2 weeks ago, I made a bold decision to turn down a training contract. Bold because I get to pay the bills with the training fee, and I’m in need of cash. It was actually very daunting for me to turn down this contract as this contract can resolve some financial tightness this month. Yet I turned this opportunity away.
Something in me hinted, “don’t take this job.”
I agreed to take up this training contract when I was approached. I even prepared the notes, materials and lesson plan. I was ready physically, but my heart wasn’t at peace
There was struggle between the mind and the soul. Hey, there’s money to be earned why am I turning it away.
The left brain went on with the pros and cons. It came out with various reasons why I must do it. There were many reasons why I should do it. Money, great exposure, out of comfort zone, new experiences etc.

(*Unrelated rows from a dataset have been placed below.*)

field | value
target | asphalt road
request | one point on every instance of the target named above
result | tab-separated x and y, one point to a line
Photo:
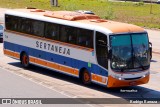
73	88
17	86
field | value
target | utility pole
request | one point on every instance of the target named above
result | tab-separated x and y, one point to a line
151	7
54	2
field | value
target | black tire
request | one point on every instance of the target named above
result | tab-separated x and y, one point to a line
25	60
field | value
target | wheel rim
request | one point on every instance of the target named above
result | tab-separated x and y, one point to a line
25	60
86	77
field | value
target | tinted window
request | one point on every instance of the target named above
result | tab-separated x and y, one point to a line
102	50
63	33
37	28
85	38
52	31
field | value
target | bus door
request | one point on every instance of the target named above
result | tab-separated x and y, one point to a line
102	53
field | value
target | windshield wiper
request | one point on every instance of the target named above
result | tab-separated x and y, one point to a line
140	63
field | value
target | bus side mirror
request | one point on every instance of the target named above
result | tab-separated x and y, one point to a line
110	54
150	49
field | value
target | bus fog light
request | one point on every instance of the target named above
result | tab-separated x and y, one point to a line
120	78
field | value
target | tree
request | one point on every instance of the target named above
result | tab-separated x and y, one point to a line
54	2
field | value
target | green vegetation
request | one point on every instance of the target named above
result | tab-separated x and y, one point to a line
130	12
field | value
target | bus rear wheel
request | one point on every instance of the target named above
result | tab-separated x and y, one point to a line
86	77
25	60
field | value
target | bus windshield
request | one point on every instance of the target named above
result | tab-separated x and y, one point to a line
130	52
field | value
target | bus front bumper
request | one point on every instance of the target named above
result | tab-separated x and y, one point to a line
113	82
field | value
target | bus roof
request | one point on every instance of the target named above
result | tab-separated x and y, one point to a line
89	19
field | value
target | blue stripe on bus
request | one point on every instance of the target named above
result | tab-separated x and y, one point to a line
70	62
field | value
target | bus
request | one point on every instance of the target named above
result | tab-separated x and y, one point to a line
95	50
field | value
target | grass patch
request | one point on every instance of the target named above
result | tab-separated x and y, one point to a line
135	13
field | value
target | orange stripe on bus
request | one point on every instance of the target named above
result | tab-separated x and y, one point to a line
98	78
54	66
113	82
54	41
10	53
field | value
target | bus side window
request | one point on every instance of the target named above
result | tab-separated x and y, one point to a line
52	31
72	35
102	50
63	33
85	38
37	28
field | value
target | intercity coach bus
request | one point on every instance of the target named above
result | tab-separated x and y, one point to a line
105	52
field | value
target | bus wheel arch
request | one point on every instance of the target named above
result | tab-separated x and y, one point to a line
24	58
85	76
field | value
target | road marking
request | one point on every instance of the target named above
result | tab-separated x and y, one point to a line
41	84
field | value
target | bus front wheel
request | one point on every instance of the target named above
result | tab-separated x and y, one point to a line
25	60
86	77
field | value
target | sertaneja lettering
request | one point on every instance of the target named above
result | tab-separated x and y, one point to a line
54	48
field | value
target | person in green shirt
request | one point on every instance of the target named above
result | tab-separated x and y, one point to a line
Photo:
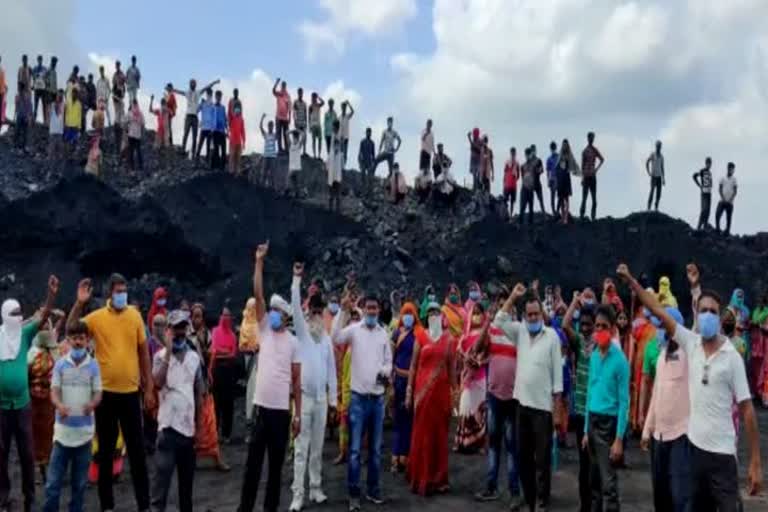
15	415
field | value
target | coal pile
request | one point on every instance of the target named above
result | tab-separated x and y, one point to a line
180	225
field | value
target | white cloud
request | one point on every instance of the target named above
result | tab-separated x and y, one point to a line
347	17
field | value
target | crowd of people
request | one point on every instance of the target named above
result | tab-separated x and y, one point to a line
521	372
115	102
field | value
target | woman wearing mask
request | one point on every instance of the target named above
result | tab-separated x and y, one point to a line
404	341
470	433
428	395
224	371
206	435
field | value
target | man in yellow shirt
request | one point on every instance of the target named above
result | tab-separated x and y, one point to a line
123	356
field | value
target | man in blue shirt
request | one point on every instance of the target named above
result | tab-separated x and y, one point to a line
607	411
219	134
552	175
208	123
366	157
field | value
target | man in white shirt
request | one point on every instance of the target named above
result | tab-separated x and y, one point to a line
103	92
318	391
728	190
716	378
654	166
371	367
177	373
191	120
277	381
538	385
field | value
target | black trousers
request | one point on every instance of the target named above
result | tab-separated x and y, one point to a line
526	202
727	208
224	381
175	451
16	425
714	482
269	435
655	187
121	410
219	159
706	206
589	187
585	487
190	125
603	476
535	452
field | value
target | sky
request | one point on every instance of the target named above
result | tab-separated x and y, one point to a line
691	73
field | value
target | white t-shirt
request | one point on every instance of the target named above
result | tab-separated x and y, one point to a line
193	99
710	427
728	184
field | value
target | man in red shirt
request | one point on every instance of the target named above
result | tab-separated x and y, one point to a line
283	115
511	175
591	162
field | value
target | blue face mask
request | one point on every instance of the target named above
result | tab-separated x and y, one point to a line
78	353
535	327
120	300
371	321
709	325
275	320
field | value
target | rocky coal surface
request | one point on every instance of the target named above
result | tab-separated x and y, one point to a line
194	231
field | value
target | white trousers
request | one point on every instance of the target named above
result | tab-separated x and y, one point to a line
309	444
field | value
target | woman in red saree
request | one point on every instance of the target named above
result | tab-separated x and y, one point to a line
429	395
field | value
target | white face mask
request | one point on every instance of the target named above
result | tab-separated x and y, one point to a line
435	328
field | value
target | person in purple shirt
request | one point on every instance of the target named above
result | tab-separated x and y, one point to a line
552	176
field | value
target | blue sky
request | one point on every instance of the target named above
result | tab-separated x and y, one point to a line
692	73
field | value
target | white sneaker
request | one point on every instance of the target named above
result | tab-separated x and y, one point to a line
317	497
297	504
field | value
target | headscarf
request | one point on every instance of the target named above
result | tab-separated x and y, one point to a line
249	327
10	331
223	338
738	303
665	296
155	309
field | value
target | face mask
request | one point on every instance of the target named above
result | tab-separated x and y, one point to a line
435	327
275	320
77	353
179	345
709	325
602	338
535	327
120	300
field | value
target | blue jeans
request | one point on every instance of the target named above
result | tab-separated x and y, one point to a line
501	426
670	467
61	457
366	413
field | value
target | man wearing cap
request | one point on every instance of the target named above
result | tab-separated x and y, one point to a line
278	378
177	373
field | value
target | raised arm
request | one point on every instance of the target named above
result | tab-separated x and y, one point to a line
258	281
299	323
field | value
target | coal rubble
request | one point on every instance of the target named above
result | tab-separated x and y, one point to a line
180	225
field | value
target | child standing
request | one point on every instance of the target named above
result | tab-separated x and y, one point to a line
75	392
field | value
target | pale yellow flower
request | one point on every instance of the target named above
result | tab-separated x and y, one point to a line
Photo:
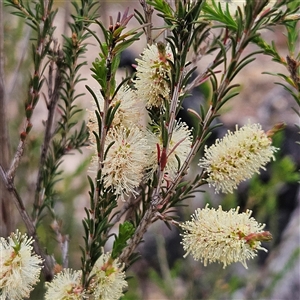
131	110
237	157
19	267
107	279
153	73
65	285
225	237
126	159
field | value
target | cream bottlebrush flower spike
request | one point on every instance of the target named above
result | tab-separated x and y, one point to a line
126	160
153	72
225	237
107	279
19	267
65	285
131	111
237	157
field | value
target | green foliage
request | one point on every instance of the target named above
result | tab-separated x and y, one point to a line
125	232
192	30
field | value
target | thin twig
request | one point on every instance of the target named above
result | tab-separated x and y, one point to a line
47	270
53	93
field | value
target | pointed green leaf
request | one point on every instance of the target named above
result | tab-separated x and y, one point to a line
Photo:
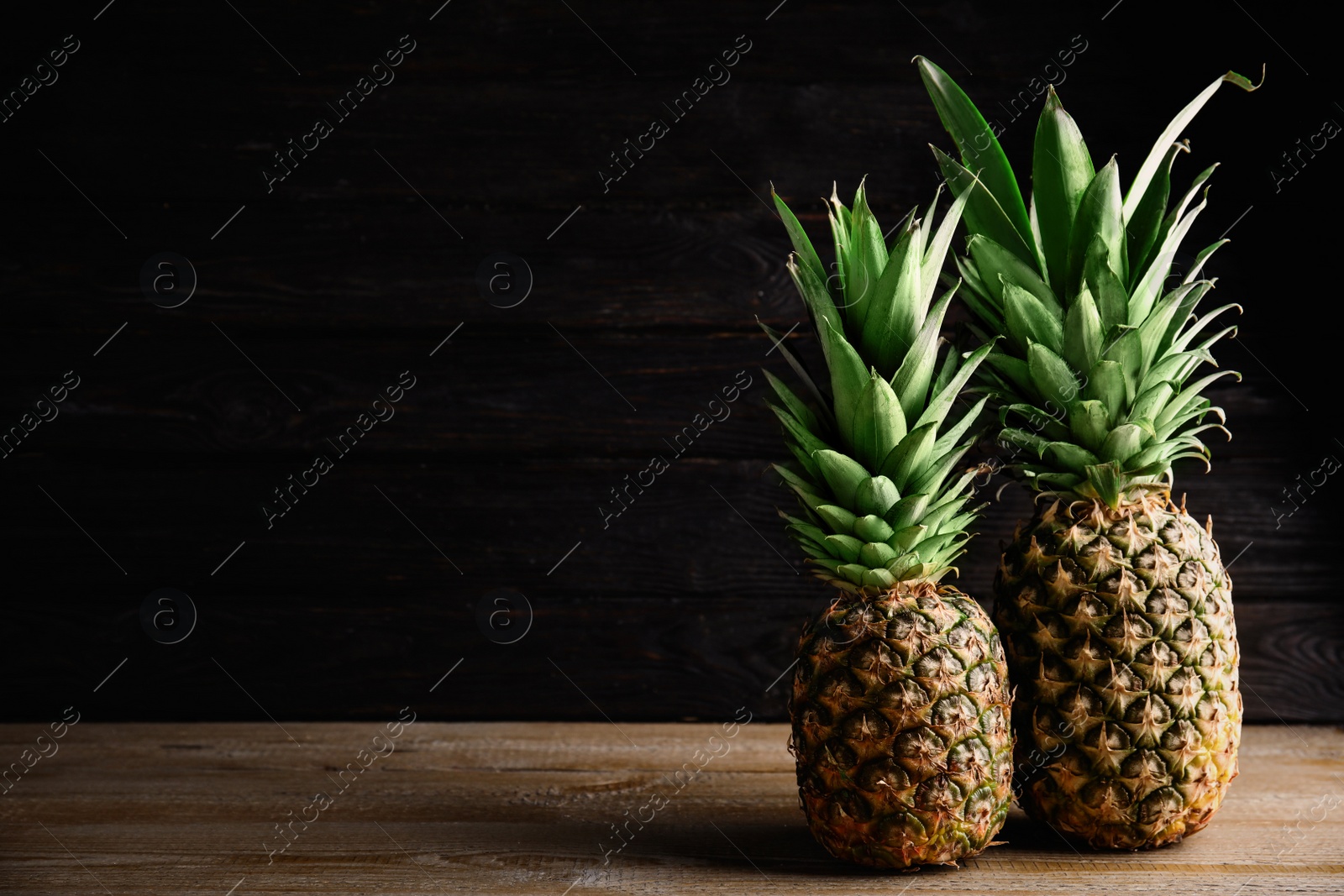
846	546
864	264
848	376
843	474
1104	284
1030	322
1059	174
998	265
1090	423
793	403
799	237
875	495
937	250
983	212
979	147
913	378
902	515
1072	457
1128	351
878	422
840	520
871	528
1105	479
800	369
1171	134
1122	443
1082	333
1142	228
1055	382
911	456
1146	293
938	407
1099	215
891	320
877	555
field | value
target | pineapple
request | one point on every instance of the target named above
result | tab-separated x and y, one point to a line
900	699
1115	604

However, the right brain couldn’t keep still too. I felt unrest, and absolutely not at peace with this contract. There was a war going on with my body. There was lots of disturbance in my heart. I couldn’t rest well, I couldn’t sleep well. And I got to make a decision fast.
In the end, I chose to follow my heart.
Is this fear, I asked myself? The fear of getting into the unknown could have created a stir. I checked that too. And it wasn’t fear. I do know the feeling of fear when stepping into the unknown. I had that experience before. Though afraid, I was also excited and looking forward to it. But this time, I wasn’t looking forward to it, I wasn’t excited.
So now I follow my heart more? It depends. Since we are given a half of left and right brain, I believe it has to be a balance of both analyzing and feeling. Truthfully, I’m still very left brain, but my heart was shouting out loud this time. And I trust my intuition this time. Also I’m learning to listen to my heart more.